Closed dragonbook closed 5 years ago
Hi dragonbook,
I experimented your case and it does not improve the performance much, while consuming computational cost much more. When I designed my model, I considered receptive field size and conventional U-Net structure stuffs.
I think you have to set sigma value used to generate gt heatmap larger than the original one. Otherwise, it would generate too small blob on the gt heatmap (because of enlarged output heatmap size), so the model would have a difficulty to learning to localize hand keypoints.
Hi, I want to change the network's output resolution up to 88x88x88(that is, double the current heatmap's size) to simply enlarge estimation precision. Since your current network is pretty good now, I chose to simply adjust it by inserting one more decoder(with a upsample layer) block after original encoder-decoder block to double it's output(which is 44x44x44). (I also tried to add a longer skip/residual connection at original scale(88x88x88)). But they seems not to work much well like your original one in my experiments(emm..., actually some of them do work).
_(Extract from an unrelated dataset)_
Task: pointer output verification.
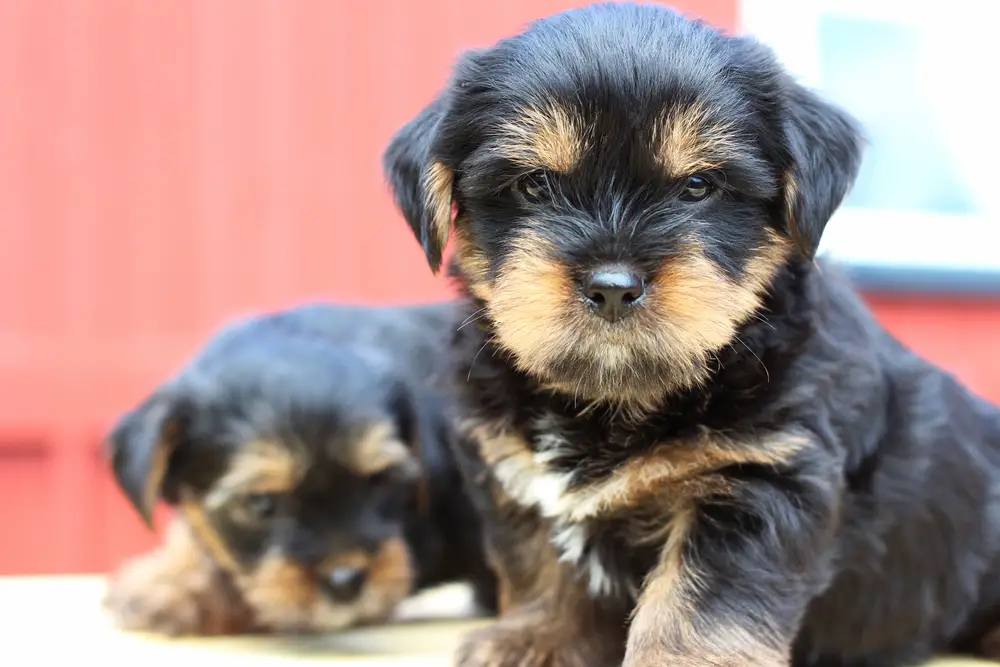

I wonder how do you designed your current network, except the common practices, like residual block and U-net like skip-connection. E.g. you used U-net style in a encoder-decoder sub-block in middle of the architecture after one basic conv layer, one pool layer and some residual blocks. What's your considerations?
Besides, Did you consider feature map cell's receptive field(in order to catch larger 3d context) when you design network? Did you try some experiments/network designs on 88x88x88 output resolution? Could you talk some experience or give me some suggestions?
Thanks!